Tanta erosión anímica le provocaban esos prejuicios, que el dee jay y productor porteño se empeñó en subvertirlos. ¿Cómo? Bueno, mediante un concierto especial en el teatro Colón, que se realizó a comienzos de 2018 y cuya factura puede relevarse en Connected, un documental recientemente estrenado en Netflix.

“Cuando empecé a vivir en el país de nuevo, a llevar a mis hijas al colegio y a interactuar con todo el mundo, me di cuenta de que la música electrónica tenía una imagen muy mala. Si no te relacionaban con las drogas, era con la noche. Me molestaba bastante… Cualquiera que piense lo que quiera, ¿no? Pero sentí que todos esos preconceptos no eran de la música, sino del contexto”, dice Hernán Cattáneo vía Zoom, lo que permite ver una pared similar al muro de Berlín repleta de vinilos.

“De la misma forma que no todos a los que les gusta el fútbol son barrabravas, no todos los amantes de la electrónica están dados vuelta… Tampoco la única forma de escuchar música electrónica es en un boliche a las cuatro de la mañana. Dejame aclarar algo importante, no tengo ningún problema con eso”, amplía el pinchadiscos, emperador del progressive house y aglutinador de multitudes en cualquier festival o discoteca del mundo. En la vieja realidad, claro. 

Cattáneo le compartió esa sensación molesta a Cruz Pereyra, su mánager y amigo de toda la vida, con la idea de pensar cómo neutralizarla. “Y pensamos: ‘¿Qué tal si agarramos la música y la llevamos a un terreno que sea neutral, un lugar al que la gente no entre con preconceptos? No a las cuatro de la mañana, no con toda la gente apretada bailando. Vamos a ir a otro lado’. Y ahí fue que Cruz me dijo: ‘Podríamos hacerlo en el teatro Colón, que es lugar más respetado de la Argentina’. ‘Vos estás loco, ni nos van a atender el teléfono’, le contesté”, revela.

“Connected” fue un espectáculo pensado para liberar a la electrónica de ciertos prejuicios. (Prensa Hernán Cattáneo)

Pero evidentemente algo pasó.

–Sí, por suerte Cruz es muy cabeza dura y le gustan los desafíos. Y al tiempo de esa charla yo estaba girando por Europa y me dijo: “Vamos a tener una reunión con la gente del Colón”. Casi me vuelvo nadando. Otra cosa que pasa es que la gente escucha electrónica en un boliche o en un festival y se basa en el golpe para que uno baile y se mueva. En el Colón no iba a hacer falta darle ímpetu al beat, sino que el énfasis musical iba a estar puesto en la melodía. ¡Tenía una orquesta de 50 músicos! Qué mejor oportunidad. Estaba harto de que me dijeran: “No, la música electrónica es todo punchi punchi”. No es así.

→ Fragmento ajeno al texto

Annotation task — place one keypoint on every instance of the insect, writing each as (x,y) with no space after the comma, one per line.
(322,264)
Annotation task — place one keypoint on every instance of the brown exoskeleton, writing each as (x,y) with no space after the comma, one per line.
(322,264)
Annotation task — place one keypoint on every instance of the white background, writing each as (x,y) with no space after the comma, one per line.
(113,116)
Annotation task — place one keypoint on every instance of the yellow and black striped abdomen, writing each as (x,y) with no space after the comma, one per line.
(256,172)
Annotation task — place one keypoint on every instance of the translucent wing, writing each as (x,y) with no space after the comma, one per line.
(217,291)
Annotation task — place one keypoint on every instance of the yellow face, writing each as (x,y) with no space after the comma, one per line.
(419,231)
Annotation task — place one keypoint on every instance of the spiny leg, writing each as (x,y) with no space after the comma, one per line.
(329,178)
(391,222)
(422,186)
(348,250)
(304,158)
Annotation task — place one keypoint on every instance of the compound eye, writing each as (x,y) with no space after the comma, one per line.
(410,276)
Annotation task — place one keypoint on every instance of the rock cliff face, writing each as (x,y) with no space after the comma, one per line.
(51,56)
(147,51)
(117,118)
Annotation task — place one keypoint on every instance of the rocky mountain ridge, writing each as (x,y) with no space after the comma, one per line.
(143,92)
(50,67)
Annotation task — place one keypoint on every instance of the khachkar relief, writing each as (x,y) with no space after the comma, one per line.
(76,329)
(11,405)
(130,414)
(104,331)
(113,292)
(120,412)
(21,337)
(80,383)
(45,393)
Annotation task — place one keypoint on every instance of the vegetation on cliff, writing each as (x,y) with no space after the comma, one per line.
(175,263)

¿Cómo resolviste el enfoque del concierto?

–Un dee jay en el Colón ya era algo controversial, había mucha gente en contra. OK, tengo mis fans a los que no tengo que justificarles nada, pero esto estaba apuntado al otro público. Por eso me dije: “No quiero ir a algo tan comercial, pero tampoco a otra cosa muy underground”. Entonces, hice un recorrido por la música que me influyó desde que soy chico. Depeche Mode, Giorgio Moroder, efectitos de Pink Floyd, pasajes de los Chemical Brothers. También himnos del house como Promised Land, bandas como The Orb y solistas como Moby. Armé un gran collage musical de 90 minutos y en formato de dee jay, porque todo estaba mezclado y con efectos.

¿La lógica sinfónica permitió eso?

–Cuando vas a un concierto, la orquesta interpreta una obra y para. En este caso, quise que todo estuviera empalmado. Cuando la orquesta paraba, yo metía algo progresivo porque es lo que soy como dee jay. El concierto debía tener mi impronta. Esa mezcla de músicos electrónicos (Baunder y Oliverio, mis compañeros de estudio) con la orquesta de 50 músicos y los invitados (Richard Coleman, Leandro Fresco, Javier Zucker, Mercurio) daba una selección espectacular.

Cattáneo fue un niño que entró al mundo de la música por influencia de sus hermanas mayores. (Prensa Hernán Cattáneo)

De generación en generación

De generación en generación

En el documental, Hernán Cattáneo pondera a sus hermanas mayores, que lo avivaron, le abrieron el camino de la música. Y añade que esa lógica se replica con sus tres hijas: la mayor le setea el gusto a las dos más chicas.

“La más grande es fanática de Harry Potter. Y la más chica veía la saga a sus 6 años, cuando Harry Potter no es para niños de esa edad. Cuando sos el hermano menor, tenés tantas ganas de estar con tus mayores y sentirte como ellos que vas a consumir lo que te digan. Entonces, ahora mi hija mayor escucha Billie Eilish y mi hija menor termina en la misma, aun cuando no tenga la edad para comprenderla”, analiza.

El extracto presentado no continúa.